Held for 72 days at a notorious Ohio jail, the legal about-turn marks a major blow to the Trump administration’s aggressive and often illegal deportation campaign that’s seen hundreds of thousands of people forced out of the US, often without due process.
Soliman’s ordeal began during a regular check-in with immigration officials in Cincinnati on 9 July, when the 51-year-old from Cairo was subjected to an hours-long interview before being detained by an Ice agent and a representative of the FBI.
Soliman was transported to the Butler county jail and held in freezing conditions for 12 hours in the jail’s waiting room, where he struggled to stay warm wearing just a t-shirt and pants.
“The beds were rusted, and the only toilet was in a room with 13 or 14 other people around. It was traumatizing and dehumanizing,” he recalls.
Things worsened when Soliman was put in isolation – a cell where he was separated from others and denied nearly all rights granted to other detainees – for five days. He says it followed an argument when Soliman’s request for a quiet space to pray was rejected by a correctional officer who then claimed Soliman failed to comply with a lockdown call, something the imam denies.
“There is a multi-purpose room where Christian pastors and Muslim imams come to administer to people, but the officer told me to pray at the gym where people were playing basketball,” he says.

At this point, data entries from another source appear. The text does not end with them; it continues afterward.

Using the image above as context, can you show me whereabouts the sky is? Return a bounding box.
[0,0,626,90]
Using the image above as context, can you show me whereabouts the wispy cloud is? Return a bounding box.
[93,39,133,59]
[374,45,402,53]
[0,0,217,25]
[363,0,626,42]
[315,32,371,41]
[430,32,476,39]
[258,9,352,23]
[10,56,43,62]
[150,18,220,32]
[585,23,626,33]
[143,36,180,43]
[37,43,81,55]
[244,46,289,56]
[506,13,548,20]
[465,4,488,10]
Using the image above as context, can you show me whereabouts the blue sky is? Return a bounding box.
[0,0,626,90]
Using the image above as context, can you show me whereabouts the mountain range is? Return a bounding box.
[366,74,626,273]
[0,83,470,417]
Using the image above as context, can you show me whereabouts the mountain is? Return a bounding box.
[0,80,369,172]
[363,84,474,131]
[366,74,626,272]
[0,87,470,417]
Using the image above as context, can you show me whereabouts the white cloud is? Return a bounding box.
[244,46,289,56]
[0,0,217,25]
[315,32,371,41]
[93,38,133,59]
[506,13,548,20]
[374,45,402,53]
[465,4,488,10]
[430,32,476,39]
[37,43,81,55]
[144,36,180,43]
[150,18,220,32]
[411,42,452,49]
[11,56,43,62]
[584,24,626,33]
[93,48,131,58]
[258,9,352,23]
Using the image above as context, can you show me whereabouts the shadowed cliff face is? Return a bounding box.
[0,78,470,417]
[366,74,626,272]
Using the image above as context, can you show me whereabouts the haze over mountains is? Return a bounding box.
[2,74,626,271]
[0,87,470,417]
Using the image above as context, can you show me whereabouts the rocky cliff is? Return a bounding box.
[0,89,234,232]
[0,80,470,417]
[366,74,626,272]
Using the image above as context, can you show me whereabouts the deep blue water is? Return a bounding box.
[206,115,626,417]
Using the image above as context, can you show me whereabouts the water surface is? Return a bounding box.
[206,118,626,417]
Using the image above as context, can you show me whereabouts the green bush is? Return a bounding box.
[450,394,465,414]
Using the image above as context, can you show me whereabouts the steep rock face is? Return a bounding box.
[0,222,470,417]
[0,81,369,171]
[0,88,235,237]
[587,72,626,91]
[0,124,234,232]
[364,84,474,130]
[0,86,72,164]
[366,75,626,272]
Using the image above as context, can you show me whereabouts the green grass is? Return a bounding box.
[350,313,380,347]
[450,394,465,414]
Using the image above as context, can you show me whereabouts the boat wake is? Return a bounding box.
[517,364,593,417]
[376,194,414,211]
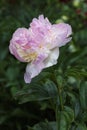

“He grabbed my arms, I asked him to take his hands off me, then he pressed an emergency button and in seconds five or six officers rushed in and they handcuffed me.”
Correctional officers at Butler County Jail have been accused of abusing detainees in the past. In 2020, two men refugees detained by Ice at the jail filed a lawsuit against the jail and an officer, claiming that beatings resulted in serious physical abuse including the loss of teeth.